Mais, avant que ne débute officiellement le concours, la marraine de cette première édition, Hapsatou Sy, délivre un discours fort et plein d’énergie. Elle rappelle à tous ces jeunes « de quartier » que la diversité culturelle est une force et que, malgré les bâtons que met la société dans leurs roues, on peut réussir à entreprendre des projets. La jeune femme cite de nombreuses fois son père qu’elle considère comme étant une figure influente dans sa vie et ajoute que, le plus important c’est d’essayer. S’en suit une intervention du maire de Gennevilliers. « Il faut aller au bout de ses désirs, de ses envies » dit-il d’un air glorieux. Issu d’une classe ouvrière, ce sont ses parents qui lui ont légué l’envie de travailler. « C’est par les rêves qu’on avance » conclut-il.

La soirée continue avec une présentation du jury : Salima, gagnante du concours The Brush Contest mais aussi le comédien Fahd El ou encore Djibril Bodia, fournisseur officiel des baguettes de l’Elysée. Ils ont tous un point commun : ils ont réussi à dépasser les stéréotypes qu’on colle aux « banlieusards ». Chacun d’eux représente la réussite d’une nouvelle génération de jeunes issus de parents africains, caribéens ou maghrébins.

Après une introduction pleine d’espoir et d’ambition, c’est au tour des jeunes participants de montrer sur scène tour à tour. On commence par deux jeunes adolescentes qui souhaitent construire des puits à Dakar et ont l’air très conscientes des problèmes dans le monde. A coups de chiffres et d’informations pertinentes, elle tente de convaincre un jury attentif. Le second participant s’appelle Lyazid, il a 22 ans et souhaiterait honorer son héritage berbère en créant une plateforme VOD réunissant les films de sa région, difficile à trouver pour cette communauté et, pourquoi pas, étendre sa plateforme à beaucoup plus de régions dans le monde plus tard.

Le troisième projet est tout aussi ambitieux que les deux premiers puisqu’il propose de s’occuper d’orphelins sur le plan affectif et éducatif. Deux cousins prennent ensuite la parole pour le 4ème projet qui consiste à mettre en place une loterie en ligne qui ferait gagner des jeux vidéos trop chers en temps normal.

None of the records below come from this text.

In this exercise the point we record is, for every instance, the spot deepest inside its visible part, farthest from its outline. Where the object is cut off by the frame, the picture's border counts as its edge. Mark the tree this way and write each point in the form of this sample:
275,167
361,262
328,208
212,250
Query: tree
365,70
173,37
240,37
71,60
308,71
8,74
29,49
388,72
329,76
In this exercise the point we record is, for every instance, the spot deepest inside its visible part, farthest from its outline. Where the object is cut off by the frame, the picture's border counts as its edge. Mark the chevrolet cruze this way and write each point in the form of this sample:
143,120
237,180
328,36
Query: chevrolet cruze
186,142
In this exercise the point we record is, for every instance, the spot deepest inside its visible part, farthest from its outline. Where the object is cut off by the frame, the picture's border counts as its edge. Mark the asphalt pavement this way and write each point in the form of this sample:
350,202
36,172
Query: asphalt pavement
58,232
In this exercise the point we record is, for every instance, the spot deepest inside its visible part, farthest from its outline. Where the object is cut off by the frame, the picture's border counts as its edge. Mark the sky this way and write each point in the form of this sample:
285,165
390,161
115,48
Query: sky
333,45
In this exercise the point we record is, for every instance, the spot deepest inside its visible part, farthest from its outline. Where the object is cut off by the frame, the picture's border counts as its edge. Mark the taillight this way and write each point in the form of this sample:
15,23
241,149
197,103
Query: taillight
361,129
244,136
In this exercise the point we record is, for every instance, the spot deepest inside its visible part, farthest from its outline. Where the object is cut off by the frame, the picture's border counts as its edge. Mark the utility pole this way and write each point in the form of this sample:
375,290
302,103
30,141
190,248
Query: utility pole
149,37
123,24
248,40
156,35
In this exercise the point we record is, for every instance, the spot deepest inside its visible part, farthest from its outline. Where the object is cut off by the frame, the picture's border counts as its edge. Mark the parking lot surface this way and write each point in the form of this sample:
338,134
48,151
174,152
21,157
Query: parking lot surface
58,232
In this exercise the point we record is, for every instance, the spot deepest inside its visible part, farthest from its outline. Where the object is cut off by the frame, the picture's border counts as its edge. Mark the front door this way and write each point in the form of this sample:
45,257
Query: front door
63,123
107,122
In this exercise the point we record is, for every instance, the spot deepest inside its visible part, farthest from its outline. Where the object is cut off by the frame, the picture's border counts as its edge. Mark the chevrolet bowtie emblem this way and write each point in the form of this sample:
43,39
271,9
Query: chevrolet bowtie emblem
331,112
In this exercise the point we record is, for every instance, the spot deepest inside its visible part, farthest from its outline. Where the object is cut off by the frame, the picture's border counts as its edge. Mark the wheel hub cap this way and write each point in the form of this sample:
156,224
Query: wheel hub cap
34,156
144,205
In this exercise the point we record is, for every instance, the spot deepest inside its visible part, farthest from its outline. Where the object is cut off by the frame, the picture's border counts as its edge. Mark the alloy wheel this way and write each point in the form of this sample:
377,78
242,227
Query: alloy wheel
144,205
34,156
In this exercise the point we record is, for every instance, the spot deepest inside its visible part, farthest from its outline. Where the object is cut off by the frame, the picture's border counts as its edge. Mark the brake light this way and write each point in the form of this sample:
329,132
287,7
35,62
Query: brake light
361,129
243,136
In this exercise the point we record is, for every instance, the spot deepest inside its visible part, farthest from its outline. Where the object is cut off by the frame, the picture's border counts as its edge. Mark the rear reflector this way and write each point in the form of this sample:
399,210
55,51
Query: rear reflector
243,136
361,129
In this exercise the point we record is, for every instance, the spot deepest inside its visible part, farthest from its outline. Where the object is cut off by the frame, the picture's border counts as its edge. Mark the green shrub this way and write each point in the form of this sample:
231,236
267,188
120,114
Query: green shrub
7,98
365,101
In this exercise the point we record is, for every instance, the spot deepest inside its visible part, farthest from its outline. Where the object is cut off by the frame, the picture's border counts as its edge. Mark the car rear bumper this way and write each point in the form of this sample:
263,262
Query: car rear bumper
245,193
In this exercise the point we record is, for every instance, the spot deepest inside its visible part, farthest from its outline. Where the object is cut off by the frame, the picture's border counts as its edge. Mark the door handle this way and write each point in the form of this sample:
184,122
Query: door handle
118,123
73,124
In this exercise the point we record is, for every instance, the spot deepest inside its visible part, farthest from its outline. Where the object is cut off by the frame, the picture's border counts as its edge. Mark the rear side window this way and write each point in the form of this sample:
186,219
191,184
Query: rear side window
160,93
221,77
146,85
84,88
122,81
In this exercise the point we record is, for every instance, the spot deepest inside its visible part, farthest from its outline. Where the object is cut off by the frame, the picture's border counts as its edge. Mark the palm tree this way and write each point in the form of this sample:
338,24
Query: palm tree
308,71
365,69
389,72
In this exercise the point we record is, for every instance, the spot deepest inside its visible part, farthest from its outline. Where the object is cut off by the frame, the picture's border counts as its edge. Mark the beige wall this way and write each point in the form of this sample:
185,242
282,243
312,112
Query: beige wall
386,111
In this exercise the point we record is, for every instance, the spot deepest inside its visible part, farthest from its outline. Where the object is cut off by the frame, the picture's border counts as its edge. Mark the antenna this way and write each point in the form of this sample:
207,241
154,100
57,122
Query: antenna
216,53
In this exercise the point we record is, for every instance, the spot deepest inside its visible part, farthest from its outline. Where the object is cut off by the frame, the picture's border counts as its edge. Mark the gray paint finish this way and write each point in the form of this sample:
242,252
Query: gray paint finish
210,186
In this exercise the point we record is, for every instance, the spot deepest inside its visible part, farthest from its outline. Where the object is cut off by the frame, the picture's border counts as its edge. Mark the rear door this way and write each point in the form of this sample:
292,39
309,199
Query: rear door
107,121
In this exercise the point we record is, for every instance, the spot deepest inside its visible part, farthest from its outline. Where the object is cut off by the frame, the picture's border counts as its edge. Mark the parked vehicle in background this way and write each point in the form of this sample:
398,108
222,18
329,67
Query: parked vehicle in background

Si les quatre premiers projets sont tous aussi intéressants les uns que les autres, le cinquième projet n’a rien à leur envier : deux jeunes filles, Soumaya et Khadija, proposent d’ouvrir une salle d’étude à Gennevilliers, Génie Room, qui serait ouverte de 7h à 1h du matin car les bibliothèques sont peu accessibles et ferment trop tôt. En pleine période d’examen, ce projet tombe à pic. On fait ensuite la connaissance de Rida, lycéen en terminale S qui voudrait développer une application mettant en contact les professeurs et les élèves ayant des difficultés dans certaines matières. Peu fort en mathématiques et souvent en retard en cours, le jeune homme utilise son « expérience personnelle » pour convaincre les membres du jury.

Alors que les arguments battent de leur plein, une pause humoristique en compagnie du jeune talent Michael vient détendre une atmosphère déjà très joyeuse. Mais les choses sérieuses reprennent très vite et les cinq derniers candidats attendent leur tour avec impatience.

Kaoutar et Bouchra, étudiantes en master de commerce et en faculté de droit, veulent créer un co-voiturage inter-religieux. Le concept est simple : cette application nommée Bookar permet d’emmener qui le veut à son lieu de culture gratuitement. Elles veulent, par cette initiative citoyenne, favoriser la cohésion sociale. Ensuite, le huitième projet est proposé par deux jeunes femmes très actives dans le milieu associatif et humanitaire . Elles veulent partir aux quatre coins du monde pour former des animateurs.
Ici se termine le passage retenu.